Four hours later, the man responsible for impregnating Dee Moray had drunk all but a few tugs of both bottles of wine and had stopped for a third. Pasquale couldn’t believe how much wine the man could handle. Richard Burton parked the Alfa Romeo near the port in La Spezia, and Pasquale asked around in a harbor bar until a fisherman agreed to take them up the coast to Porto Vergogna for two thousand lire. The fisherman walked ten meters ahead of them down to his boat.
“I was born in a tiny village myself,” Richard Burton told Pasquale as they settled onto the wooden bench in the stern of the fisherman’s dank, ten-meter boat. It was a cold, dark evening and Richard Burton turned up the collar of his jacket against the sharp sea breeze. The boat’s captain stood three steps above them, the wheel in his hand as he rode a cross-chop out of the harbor, the froth rising up to the bow, rolling over, and then settling back, the salty air making Pasquale even hungrier.
The captain ignored them. His ears glowed a cold red in the brisk air.
Richard Burton leaned back and sighed. “The stain I’m from is called Pontrhydyfen. Sits in a little glen between two green mountains and is cut by a little river clear as vodka. Little Welsh mining town. And what do you think our river was called?”
Pasquale had no idea what he was talking about.
“Think about it. It’ll make perfect sense.”
Pasquale shrugged.
“Avon.” He waited for Pasquale to react. “Fancy bit of irony, no?”

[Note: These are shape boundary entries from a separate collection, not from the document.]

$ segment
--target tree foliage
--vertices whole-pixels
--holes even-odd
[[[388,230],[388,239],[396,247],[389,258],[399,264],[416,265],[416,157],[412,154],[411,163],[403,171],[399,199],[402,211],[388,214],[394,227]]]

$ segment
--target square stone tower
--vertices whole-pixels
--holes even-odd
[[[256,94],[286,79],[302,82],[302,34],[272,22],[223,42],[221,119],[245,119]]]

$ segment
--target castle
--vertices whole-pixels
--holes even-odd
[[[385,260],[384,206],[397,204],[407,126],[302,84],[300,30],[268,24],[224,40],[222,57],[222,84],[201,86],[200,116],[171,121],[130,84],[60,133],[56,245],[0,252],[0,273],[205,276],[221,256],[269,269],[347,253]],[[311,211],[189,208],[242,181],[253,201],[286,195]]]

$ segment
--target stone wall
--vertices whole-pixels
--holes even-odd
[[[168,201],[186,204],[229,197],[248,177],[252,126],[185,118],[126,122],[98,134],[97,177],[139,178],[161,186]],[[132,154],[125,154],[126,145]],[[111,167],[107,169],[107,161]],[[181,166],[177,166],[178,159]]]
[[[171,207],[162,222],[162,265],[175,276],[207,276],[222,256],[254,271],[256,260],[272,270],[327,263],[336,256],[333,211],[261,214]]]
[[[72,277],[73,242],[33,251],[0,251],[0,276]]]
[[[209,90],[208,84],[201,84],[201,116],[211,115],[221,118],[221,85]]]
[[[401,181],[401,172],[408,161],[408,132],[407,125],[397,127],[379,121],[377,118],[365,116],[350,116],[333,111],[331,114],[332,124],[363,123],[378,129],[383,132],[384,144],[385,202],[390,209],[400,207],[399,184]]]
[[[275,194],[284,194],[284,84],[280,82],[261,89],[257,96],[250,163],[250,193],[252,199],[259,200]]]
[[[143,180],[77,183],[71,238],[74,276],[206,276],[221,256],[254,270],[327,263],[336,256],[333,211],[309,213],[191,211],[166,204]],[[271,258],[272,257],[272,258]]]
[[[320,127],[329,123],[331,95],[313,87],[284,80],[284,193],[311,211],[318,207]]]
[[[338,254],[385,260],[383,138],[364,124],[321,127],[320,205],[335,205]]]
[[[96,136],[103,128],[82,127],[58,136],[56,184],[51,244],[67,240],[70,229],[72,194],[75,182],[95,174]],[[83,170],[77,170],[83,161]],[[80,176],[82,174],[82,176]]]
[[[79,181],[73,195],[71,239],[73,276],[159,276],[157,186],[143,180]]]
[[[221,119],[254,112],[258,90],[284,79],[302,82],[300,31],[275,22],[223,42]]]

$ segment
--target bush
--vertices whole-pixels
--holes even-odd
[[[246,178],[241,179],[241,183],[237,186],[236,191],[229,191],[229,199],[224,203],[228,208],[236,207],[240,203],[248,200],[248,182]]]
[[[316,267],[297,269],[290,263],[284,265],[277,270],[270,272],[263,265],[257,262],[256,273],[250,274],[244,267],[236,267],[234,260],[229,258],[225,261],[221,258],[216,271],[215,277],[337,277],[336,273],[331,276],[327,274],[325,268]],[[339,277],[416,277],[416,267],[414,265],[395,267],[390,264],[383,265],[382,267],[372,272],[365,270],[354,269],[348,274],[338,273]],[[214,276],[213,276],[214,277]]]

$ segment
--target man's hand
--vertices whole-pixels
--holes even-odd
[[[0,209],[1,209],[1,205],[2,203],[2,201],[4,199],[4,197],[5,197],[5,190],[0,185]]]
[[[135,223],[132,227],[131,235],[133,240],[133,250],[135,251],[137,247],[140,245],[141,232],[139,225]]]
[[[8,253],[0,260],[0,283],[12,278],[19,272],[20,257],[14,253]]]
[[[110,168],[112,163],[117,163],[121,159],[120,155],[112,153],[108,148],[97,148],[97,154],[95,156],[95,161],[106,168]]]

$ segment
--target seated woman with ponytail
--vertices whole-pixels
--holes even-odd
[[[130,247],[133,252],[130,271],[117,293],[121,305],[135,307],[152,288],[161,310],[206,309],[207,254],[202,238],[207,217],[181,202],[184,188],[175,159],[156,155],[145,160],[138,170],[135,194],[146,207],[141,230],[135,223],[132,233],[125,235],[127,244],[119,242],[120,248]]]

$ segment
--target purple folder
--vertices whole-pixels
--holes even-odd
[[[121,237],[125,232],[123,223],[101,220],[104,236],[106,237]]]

Pasquale said that it was.
“Right . . . okay then, did someone mention vodka? Right, I did.” Richard Burton sighed wearily. Then he called up to the boat’s pilot, “Are we truly to have nothing to drink on board? Really? Captain!” The man ignored him. “He’s risking outright mutiny, don’t you think, Pat?” Then Burton leaned back again, resettled his collar against the cool air, and resumed telling Pasquale about the village where he grew up. “There were thirteen of us little Jenkinses, tit-suckers every last one, till the git after me. I was two when my poor ma finally gave out, sucked dry. We drained the poor woman like deflating a balloon. I got the last of it. My sister Cecilia raised me after that. The old blighter Jenkins was no help. Fifty already when I was born, drunk the minute the sun came up, I barely knew him—his name the only thing he ever gave me. Burton I got from an acting teacher, though I tell people it’s for Michael Burton. Anatomy of Melancholy? No? Right. Sorry.” He ran a hand over his own chest. “No, this is all a thing I invented, this . . . Burton. Dickie Jenkins is a petty little tit-pincher, but this Richard Burton chap . . . he bloody well soars.”
Pasquale nodded, the chop from the sea and Burton’s endless drunk talk conspiring to make him extremely sleepy.
“Jenkins boys all worked in the coalface, except me, and I only escaped by luck and Hitler. The RAF was my way out, and though I turned out too bloody blind to fly, it still got me into Oxford. Tell me, do you know what you say to a kid from my village when you see him at Oxford?”
Pasquale shrugged, worn down by the man’s constant chatter.